Son avocat, Wolf Molkentin, était présent dans le prétoire mais n’a fait aucune déclaration aux journalistes. Cette fuite, qui selon le magazine Der Spiegel avait été annoncée par l’accusée dans une lettre adressée au président de la Cour, a suscité la consternation, notamment du président du Centre Simon Wiesenthal qui traque les nazis encore en vie.
«Suffisamment en bonne santé pour fuir, suffisamment en bonne santé pour aller en prison!», a twitté Efraim Zuroff.
«Cela montre un mépris pour les survivants et l’Etat de droit», a réagi Christoph Heubner, le vice-président du Comité Auschwitz. «Même si cette femme est très âgée, le tribunal n’aurait-il pas pu prendre des précautions?» s’est-il interrogé. Jusqu’ici, les quatre anciens gardes ou employés de camps nazis condamnés depuis dix ans en Allemagne s’étaient tous assis dans le box des accusés.
Seule femme impliquée dans le nazisme à être jugée depuis des décennies en Allemagne, Irmgard Furchner ne s’est pas exprimée sur les faits qui lui sont reprochés avant son procès. Un centenaire, ex-gardien du camp nazi de Sachsenhausen, doit également être jugé à partir de jeudi prochain, près de Berlin. Jamais encore l’Allemagne, qui a longtemps montré peu d’empressement à retrouver ses criminels de guerre, n’avait jugé d’aussi vieux nazis.
Agée au moment des faits de 18 à 19 ans, Irmgard Furchner, qui vit dans une résidence pour personnes âgées près de Hambourg, doit être jugée par une Cour spéciale pour jeunes pour «complicité de meurtre dans plus de 10’000 cas», selon le parquet.
Détenus
L’accusation lui reproche d’avoir participé au meurtre de détenus dans le camp de concentration de Stutthof, dans la Pologne actuelle, où elle travaillait en tant que dactylographe et secrétaire du commandant du camp, Paul Werner Hoppe, entre juin 1943 et avril 1945. Dans ce camp proche de la ville de Gdansk (Dantzig à l’époque) où périrent 65’000 personnes, «des détenus juifs, des partisans polonais et des prisonniers de guerre soviétiques» ont été systématiquement assassinés, a rappelé le parquet.
L’avocat Christoph Rückel, qui représente depuis des années des survivants de la Shoah, a assuré sur la chaîne régionale publique de télévision NDR, qu’elle avait «tapé à la machine les ordres d’exécution et de déportation et apposé ses initiales». A l’issue d’une longue procédure, la justice avait estimé en février que la nonagénaire était apte à comparaître malgré son grand âge.
Les auditions, prévues pour s’étaler jusqu’en juin 2022, devraient se limiter à quelques heures.
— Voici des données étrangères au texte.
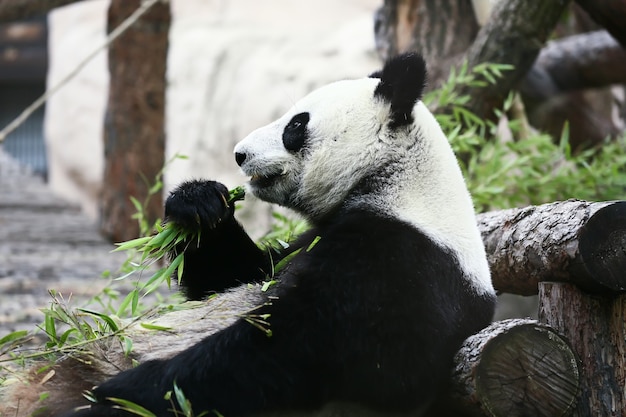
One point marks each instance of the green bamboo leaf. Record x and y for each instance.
(132, 244)
(151, 326)
(13, 336)
(131, 407)
(107, 319)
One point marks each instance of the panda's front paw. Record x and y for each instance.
(198, 204)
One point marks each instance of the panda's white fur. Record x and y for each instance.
(372, 301)
(427, 190)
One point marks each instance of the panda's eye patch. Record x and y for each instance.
(295, 132)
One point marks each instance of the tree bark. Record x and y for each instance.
(553, 88)
(596, 328)
(134, 126)
(440, 30)
(576, 62)
(514, 368)
(571, 241)
(514, 35)
(610, 14)
(12, 10)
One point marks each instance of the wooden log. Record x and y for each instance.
(513, 368)
(134, 126)
(587, 60)
(609, 14)
(570, 241)
(595, 325)
(514, 35)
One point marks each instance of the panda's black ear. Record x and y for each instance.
(402, 82)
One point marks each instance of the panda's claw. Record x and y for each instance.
(197, 205)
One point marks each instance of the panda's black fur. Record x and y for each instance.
(371, 309)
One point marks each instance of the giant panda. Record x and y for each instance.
(372, 301)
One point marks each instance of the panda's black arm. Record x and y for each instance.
(222, 255)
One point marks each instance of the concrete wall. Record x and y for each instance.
(233, 66)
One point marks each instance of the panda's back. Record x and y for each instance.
(368, 280)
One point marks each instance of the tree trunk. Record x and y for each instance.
(571, 241)
(596, 328)
(514, 368)
(553, 89)
(514, 35)
(134, 126)
(610, 14)
(12, 10)
(440, 30)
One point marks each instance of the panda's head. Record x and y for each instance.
(368, 144)
(334, 138)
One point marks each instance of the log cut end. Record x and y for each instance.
(602, 246)
(517, 368)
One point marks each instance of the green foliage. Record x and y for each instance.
(535, 169)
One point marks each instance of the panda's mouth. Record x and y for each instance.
(265, 180)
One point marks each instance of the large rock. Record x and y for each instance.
(233, 66)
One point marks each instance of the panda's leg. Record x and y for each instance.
(238, 371)
(222, 255)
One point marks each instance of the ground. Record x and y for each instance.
(45, 243)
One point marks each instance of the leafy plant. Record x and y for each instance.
(536, 169)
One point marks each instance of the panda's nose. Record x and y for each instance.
(240, 157)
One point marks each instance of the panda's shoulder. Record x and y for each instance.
(371, 237)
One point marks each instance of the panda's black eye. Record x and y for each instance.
(295, 133)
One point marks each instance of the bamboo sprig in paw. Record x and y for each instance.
(165, 240)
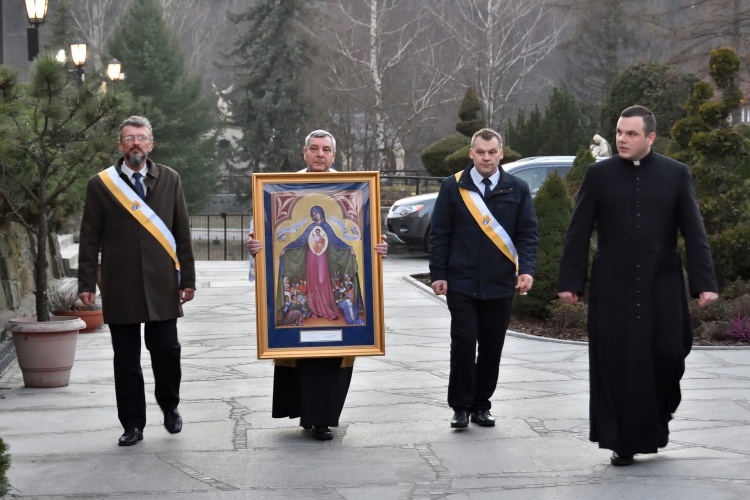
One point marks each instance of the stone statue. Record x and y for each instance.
(223, 102)
(399, 154)
(600, 148)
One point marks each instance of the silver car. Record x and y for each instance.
(409, 219)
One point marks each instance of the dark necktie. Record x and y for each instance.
(487, 183)
(138, 186)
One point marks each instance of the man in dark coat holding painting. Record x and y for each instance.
(639, 328)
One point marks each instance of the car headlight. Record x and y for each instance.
(407, 209)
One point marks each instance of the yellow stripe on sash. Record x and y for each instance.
(485, 225)
(133, 208)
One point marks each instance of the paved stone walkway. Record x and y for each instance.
(394, 442)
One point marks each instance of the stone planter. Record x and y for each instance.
(93, 319)
(45, 350)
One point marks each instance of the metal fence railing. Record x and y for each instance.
(219, 236)
(222, 236)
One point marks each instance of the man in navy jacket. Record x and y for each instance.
(484, 239)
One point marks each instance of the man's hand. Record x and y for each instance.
(88, 298)
(440, 287)
(186, 294)
(524, 283)
(705, 298)
(382, 248)
(253, 246)
(568, 297)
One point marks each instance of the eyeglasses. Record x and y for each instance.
(140, 137)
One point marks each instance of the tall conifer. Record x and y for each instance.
(270, 61)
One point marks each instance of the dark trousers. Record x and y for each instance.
(477, 336)
(162, 344)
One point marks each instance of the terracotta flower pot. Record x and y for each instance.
(93, 319)
(45, 350)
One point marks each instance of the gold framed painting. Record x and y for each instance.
(319, 286)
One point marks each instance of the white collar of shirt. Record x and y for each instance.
(129, 172)
(477, 178)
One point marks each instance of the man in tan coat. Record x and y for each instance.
(135, 215)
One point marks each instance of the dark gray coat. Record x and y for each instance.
(139, 282)
(639, 329)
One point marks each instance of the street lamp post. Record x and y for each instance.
(114, 70)
(78, 54)
(35, 11)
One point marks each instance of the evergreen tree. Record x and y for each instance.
(53, 136)
(553, 210)
(269, 102)
(661, 88)
(184, 127)
(565, 127)
(721, 168)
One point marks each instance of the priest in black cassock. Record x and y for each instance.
(313, 389)
(639, 328)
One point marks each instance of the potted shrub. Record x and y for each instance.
(53, 136)
(64, 301)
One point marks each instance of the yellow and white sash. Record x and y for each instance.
(491, 227)
(130, 201)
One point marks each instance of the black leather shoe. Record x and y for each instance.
(322, 433)
(482, 418)
(172, 421)
(460, 419)
(131, 437)
(620, 460)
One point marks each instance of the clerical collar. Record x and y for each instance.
(129, 171)
(645, 159)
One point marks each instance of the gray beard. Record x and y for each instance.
(136, 159)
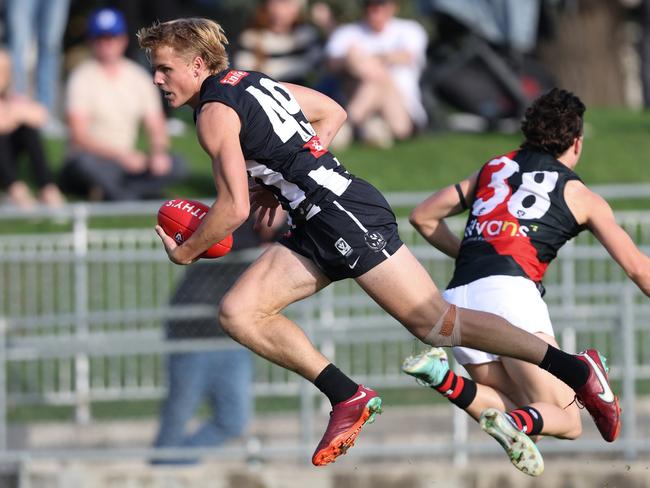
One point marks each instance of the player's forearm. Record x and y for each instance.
(438, 234)
(640, 274)
(222, 220)
(328, 127)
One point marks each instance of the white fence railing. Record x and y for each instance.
(82, 308)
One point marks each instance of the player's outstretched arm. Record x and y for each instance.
(218, 131)
(324, 114)
(428, 217)
(593, 211)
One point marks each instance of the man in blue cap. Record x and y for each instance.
(108, 98)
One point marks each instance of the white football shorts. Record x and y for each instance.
(514, 298)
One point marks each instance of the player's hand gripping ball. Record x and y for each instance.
(180, 218)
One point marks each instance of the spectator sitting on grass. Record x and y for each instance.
(108, 97)
(383, 56)
(280, 43)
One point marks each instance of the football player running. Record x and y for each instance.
(253, 126)
(523, 207)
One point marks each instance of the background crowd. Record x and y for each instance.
(71, 69)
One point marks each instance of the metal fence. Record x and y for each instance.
(84, 292)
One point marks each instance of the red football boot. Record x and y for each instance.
(597, 396)
(346, 420)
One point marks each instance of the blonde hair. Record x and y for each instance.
(190, 37)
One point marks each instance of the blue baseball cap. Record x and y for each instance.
(106, 22)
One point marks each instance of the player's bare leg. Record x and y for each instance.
(413, 299)
(251, 314)
(251, 311)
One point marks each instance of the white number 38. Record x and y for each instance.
(530, 201)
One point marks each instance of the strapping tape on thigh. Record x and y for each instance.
(446, 331)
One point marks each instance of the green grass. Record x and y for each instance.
(614, 152)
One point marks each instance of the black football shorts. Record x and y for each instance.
(350, 235)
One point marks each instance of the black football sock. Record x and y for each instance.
(527, 420)
(458, 390)
(566, 367)
(335, 384)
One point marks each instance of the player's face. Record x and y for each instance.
(178, 79)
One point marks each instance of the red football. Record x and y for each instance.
(180, 218)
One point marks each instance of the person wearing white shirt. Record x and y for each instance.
(385, 56)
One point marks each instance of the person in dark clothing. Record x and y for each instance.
(20, 123)
(224, 377)
(523, 207)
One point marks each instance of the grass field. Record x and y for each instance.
(617, 142)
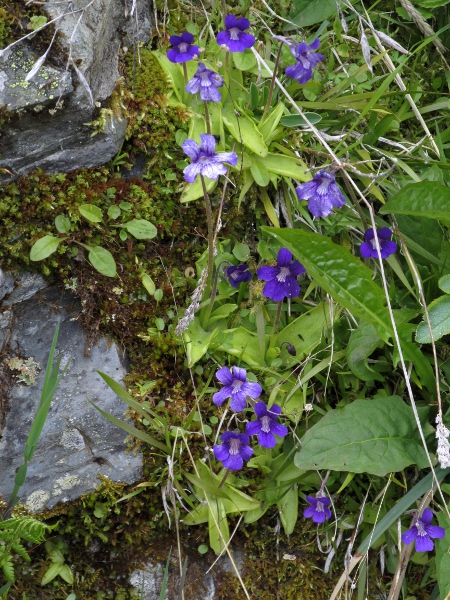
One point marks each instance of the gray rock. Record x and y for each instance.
(53, 108)
(77, 443)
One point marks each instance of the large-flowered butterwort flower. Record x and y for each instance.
(206, 82)
(322, 192)
(234, 36)
(281, 279)
(237, 274)
(205, 160)
(422, 532)
(266, 426)
(234, 450)
(318, 510)
(306, 61)
(182, 49)
(235, 387)
(368, 248)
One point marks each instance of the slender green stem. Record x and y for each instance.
(275, 324)
(207, 119)
(228, 471)
(209, 222)
(272, 85)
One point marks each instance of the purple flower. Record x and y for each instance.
(318, 510)
(235, 387)
(368, 248)
(238, 274)
(266, 426)
(234, 36)
(205, 160)
(233, 451)
(282, 279)
(306, 61)
(422, 532)
(322, 192)
(182, 50)
(206, 82)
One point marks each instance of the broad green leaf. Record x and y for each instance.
(222, 312)
(241, 252)
(140, 229)
(114, 212)
(443, 557)
(244, 345)
(52, 572)
(308, 12)
(363, 341)
(102, 260)
(268, 126)
(141, 435)
(375, 436)
(197, 341)
(431, 4)
(194, 191)
(244, 60)
(439, 313)
(148, 283)
(342, 275)
(44, 247)
(306, 332)
(299, 121)
(288, 509)
(62, 224)
(444, 284)
(244, 130)
(287, 166)
(425, 199)
(219, 535)
(91, 213)
(259, 173)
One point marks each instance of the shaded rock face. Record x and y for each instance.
(77, 443)
(53, 107)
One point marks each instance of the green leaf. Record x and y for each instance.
(114, 212)
(141, 435)
(194, 191)
(299, 121)
(244, 60)
(288, 509)
(432, 4)
(62, 224)
(443, 557)
(244, 130)
(425, 199)
(268, 126)
(52, 572)
(308, 12)
(287, 166)
(102, 260)
(444, 284)
(44, 247)
(439, 313)
(197, 341)
(342, 275)
(375, 436)
(140, 229)
(241, 252)
(148, 283)
(363, 341)
(260, 173)
(91, 213)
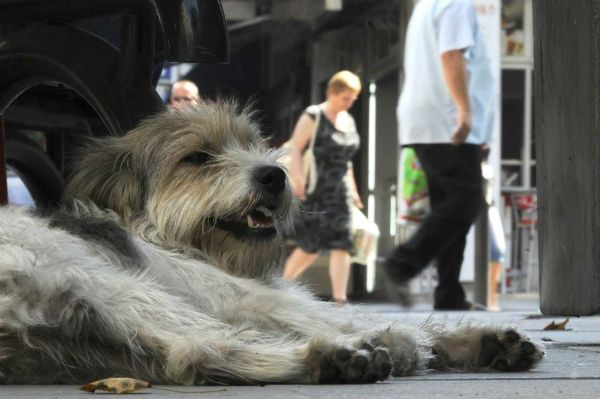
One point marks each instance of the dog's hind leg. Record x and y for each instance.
(474, 347)
(83, 300)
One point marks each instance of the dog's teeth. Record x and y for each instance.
(265, 211)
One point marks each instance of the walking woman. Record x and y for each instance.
(326, 211)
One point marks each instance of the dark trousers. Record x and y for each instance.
(455, 193)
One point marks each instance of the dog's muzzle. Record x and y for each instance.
(259, 223)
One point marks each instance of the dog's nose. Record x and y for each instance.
(271, 178)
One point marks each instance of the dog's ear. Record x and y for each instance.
(105, 174)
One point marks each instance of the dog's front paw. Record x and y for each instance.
(509, 351)
(339, 365)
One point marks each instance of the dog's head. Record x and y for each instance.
(200, 178)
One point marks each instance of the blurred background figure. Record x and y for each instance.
(184, 93)
(445, 114)
(326, 212)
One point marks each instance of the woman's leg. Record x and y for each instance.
(297, 262)
(339, 273)
(494, 277)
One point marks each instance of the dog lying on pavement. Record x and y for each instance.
(165, 269)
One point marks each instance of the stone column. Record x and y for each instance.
(567, 131)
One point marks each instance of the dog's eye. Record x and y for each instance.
(198, 158)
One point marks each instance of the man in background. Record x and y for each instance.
(184, 93)
(445, 114)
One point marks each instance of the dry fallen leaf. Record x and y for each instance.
(557, 326)
(116, 385)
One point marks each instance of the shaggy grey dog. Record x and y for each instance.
(165, 267)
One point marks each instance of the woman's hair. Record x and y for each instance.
(344, 80)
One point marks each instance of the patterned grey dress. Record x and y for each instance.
(326, 214)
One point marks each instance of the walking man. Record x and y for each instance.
(445, 113)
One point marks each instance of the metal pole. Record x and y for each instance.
(482, 245)
(3, 185)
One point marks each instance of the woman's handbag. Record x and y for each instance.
(309, 166)
(364, 238)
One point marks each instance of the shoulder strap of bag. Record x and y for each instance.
(317, 111)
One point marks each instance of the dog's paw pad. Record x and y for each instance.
(344, 365)
(508, 351)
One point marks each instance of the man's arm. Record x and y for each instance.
(455, 74)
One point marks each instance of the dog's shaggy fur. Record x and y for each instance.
(176, 283)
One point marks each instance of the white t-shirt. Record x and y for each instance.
(426, 112)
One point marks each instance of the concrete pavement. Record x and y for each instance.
(571, 368)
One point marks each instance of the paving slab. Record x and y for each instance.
(571, 368)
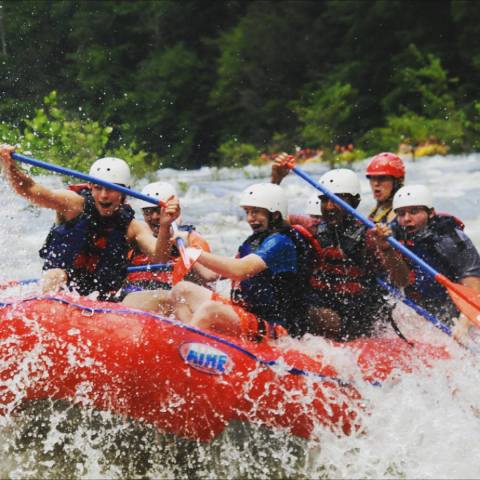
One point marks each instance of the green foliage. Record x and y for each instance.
(178, 79)
(235, 154)
(324, 115)
(420, 84)
(413, 129)
(58, 137)
(349, 157)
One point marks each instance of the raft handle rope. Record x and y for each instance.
(154, 317)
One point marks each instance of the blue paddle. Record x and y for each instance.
(104, 183)
(466, 299)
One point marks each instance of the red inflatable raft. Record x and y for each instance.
(180, 379)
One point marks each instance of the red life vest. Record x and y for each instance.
(159, 279)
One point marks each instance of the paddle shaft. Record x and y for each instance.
(428, 316)
(103, 183)
(391, 240)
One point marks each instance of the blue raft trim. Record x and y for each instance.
(153, 316)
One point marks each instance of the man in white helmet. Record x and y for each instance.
(346, 300)
(440, 241)
(138, 285)
(87, 247)
(269, 275)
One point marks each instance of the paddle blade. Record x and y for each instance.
(180, 269)
(465, 298)
(468, 304)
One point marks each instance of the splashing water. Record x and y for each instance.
(420, 425)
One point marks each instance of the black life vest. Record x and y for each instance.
(151, 280)
(276, 297)
(427, 244)
(92, 249)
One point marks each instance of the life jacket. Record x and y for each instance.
(427, 245)
(341, 261)
(92, 249)
(275, 297)
(160, 279)
(382, 214)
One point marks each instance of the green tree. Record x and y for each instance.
(324, 115)
(58, 137)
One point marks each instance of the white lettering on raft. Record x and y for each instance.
(206, 358)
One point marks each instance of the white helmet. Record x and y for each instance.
(314, 205)
(413, 196)
(158, 191)
(111, 169)
(341, 180)
(265, 195)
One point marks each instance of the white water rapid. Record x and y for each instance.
(424, 425)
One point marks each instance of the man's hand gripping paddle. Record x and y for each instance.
(466, 299)
(187, 262)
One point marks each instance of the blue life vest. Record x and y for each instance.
(92, 249)
(276, 297)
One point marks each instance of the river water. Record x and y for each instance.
(424, 425)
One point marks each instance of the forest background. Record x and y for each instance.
(189, 83)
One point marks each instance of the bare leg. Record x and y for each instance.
(152, 300)
(186, 297)
(53, 280)
(217, 317)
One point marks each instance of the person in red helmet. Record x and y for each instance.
(386, 173)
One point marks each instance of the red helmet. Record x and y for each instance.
(386, 164)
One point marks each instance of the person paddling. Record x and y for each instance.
(386, 174)
(440, 241)
(270, 275)
(346, 300)
(86, 249)
(138, 286)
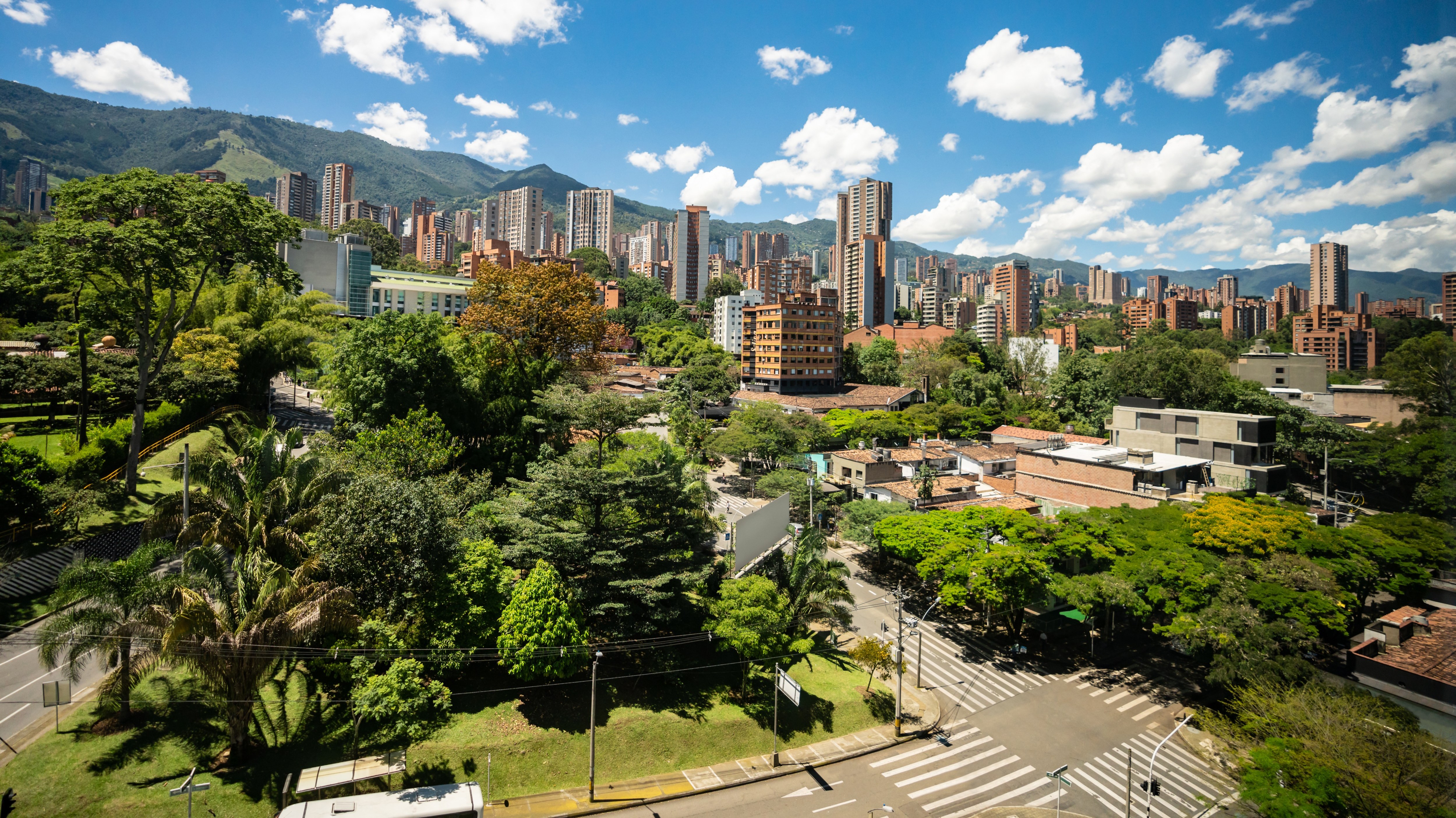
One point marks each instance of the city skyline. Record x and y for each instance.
(1165, 152)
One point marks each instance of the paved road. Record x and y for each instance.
(21, 677)
(1004, 727)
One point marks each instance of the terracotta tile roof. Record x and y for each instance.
(1433, 654)
(857, 455)
(991, 452)
(943, 485)
(1040, 434)
(1008, 501)
(1398, 616)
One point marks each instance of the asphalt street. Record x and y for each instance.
(1004, 727)
(21, 677)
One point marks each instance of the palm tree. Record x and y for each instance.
(817, 589)
(241, 618)
(113, 618)
(260, 496)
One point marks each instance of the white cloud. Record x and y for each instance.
(686, 158)
(392, 123)
(372, 40)
(500, 148)
(1429, 172)
(1021, 85)
(1117, 94)
(646, 161)
(1110, 172)
(27, 11)
(1053, 225)
(832, 146)
(121, 68)
(504, 22)
(1247, 17)
(1426, 241)
(720, 191)
(1349, 127)
(964, 213)
(491, 108)
(548, 108)
(437, 34)
(791, 63)
(1184, 69)
(1299, 75)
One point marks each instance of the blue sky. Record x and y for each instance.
(1133, 135)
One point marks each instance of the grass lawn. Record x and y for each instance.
(536, 743)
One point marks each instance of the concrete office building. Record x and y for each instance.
(1282, 370)
(1104, 286)
(295, 194)
(523, 219)
(33, 187)
(864, 210)
(1157, 287)
(691, 254)
(867, 292)
(729, 319)
(1330, 274)
(590, 220)
(1228, 289)
(1241, 447)
(338, 188)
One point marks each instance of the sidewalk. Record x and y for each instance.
(922, 714)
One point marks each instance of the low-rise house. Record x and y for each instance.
(1090, 475)
(1410, 653)
(986, 459)
(947, 488)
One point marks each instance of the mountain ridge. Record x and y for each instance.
(79, 137)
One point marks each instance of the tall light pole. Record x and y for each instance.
(592, 757)
(1154, 760)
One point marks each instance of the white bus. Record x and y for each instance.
(445, 801)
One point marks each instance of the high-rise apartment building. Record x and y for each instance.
(1157, 287)
(1104, 286)
(33, 188)
(523, 219)
(295, 196)
(338, 188)
(1330, 274)
(590, 220)
(465, 226)
(868, 297)
(1228, 289)
(1014, 278)
(864, 210)
(490, 225)
(691, 254)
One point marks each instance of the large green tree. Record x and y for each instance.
(151, 244)
(542, 631)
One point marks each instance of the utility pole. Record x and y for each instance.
(592, 759)
(187, 479)
(900, 655)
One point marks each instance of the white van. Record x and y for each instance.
(445, 801)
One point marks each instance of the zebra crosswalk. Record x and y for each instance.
(969, 666)
(969, 772)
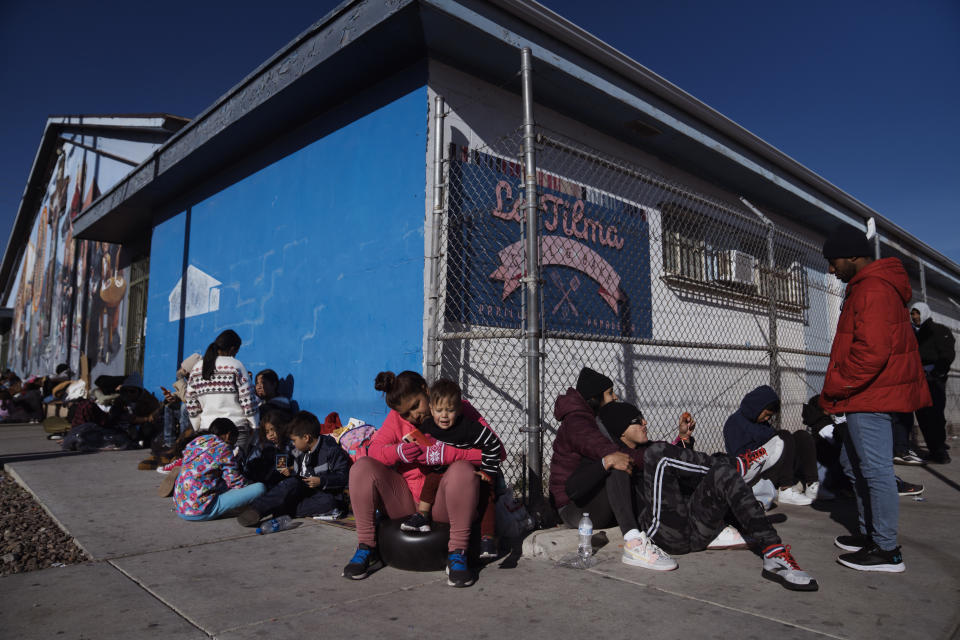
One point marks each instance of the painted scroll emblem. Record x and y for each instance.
(594, 251)
(566, 252)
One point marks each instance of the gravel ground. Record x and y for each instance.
(31, 540)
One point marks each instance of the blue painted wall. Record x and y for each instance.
(320, 255)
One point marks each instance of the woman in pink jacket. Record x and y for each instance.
(390, 478)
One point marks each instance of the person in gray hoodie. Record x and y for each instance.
(937, 352)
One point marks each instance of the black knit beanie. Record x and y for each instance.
(617, 416)
(847, 242)
(591, 383)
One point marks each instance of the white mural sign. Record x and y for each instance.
(203, 294)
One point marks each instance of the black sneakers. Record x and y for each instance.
(416, 522)
(249, 517)
(873, 558)
(852, 542)
(905, 488)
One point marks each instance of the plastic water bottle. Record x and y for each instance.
(277, 524)
(585, 548)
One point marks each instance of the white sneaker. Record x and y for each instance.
(779, 566)
(642, 552)
(728, 538)
(753, 461)
(791, 496)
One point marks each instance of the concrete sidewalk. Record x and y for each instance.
(157, 576)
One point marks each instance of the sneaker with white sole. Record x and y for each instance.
(728, 538)
(910, 457)
(779, 566)
(752, 461)
(642, 552)
(790, 495)
(458, 573)
(334, 514)
(852, 542)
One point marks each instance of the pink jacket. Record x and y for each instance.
(383, 447)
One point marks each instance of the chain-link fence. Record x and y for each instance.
(687, 301)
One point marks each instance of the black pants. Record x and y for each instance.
(681, 522)
(931, 420)
(293, 497)
(797, 463)
(610, 498)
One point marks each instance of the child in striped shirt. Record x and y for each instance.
(448, 425)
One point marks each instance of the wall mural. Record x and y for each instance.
(71, 297)
(594, 250)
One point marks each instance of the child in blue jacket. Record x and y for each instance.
(795, 474)
(314, 486)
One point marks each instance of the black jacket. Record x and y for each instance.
(327, 460)
(936, 347)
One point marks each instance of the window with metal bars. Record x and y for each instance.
(728, 258)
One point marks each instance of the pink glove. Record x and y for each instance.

Septante-six ans après la fin de la Deuxième Guerre mondiale, la justice allemande continue de rechercher d’anciens criminels nazis encore en vie. Huit dossiers impliquant d’ex-employés des camps de Buchenwald et de Ravensbrück notamment, sont actuellement examinés par différents parquets allemands, a dit à l’AFP l’Office central pour l’élucidation des crimes du national-socialisme.
Quelque 4000 femmes ont été gardiennes dans les camps de concentration, d’après des historiens. La jurisprudence de la condamnation en 2011 de John Demjanjuk, un gardien du camp de Sobibor en 1943, à cinq ans de prison ferme permet désormais de poursuivre pour complicité de dizaines de milliers d’assassinats n’importe quel auxiliaire d’un camp de concentration, du garde au simple comptable.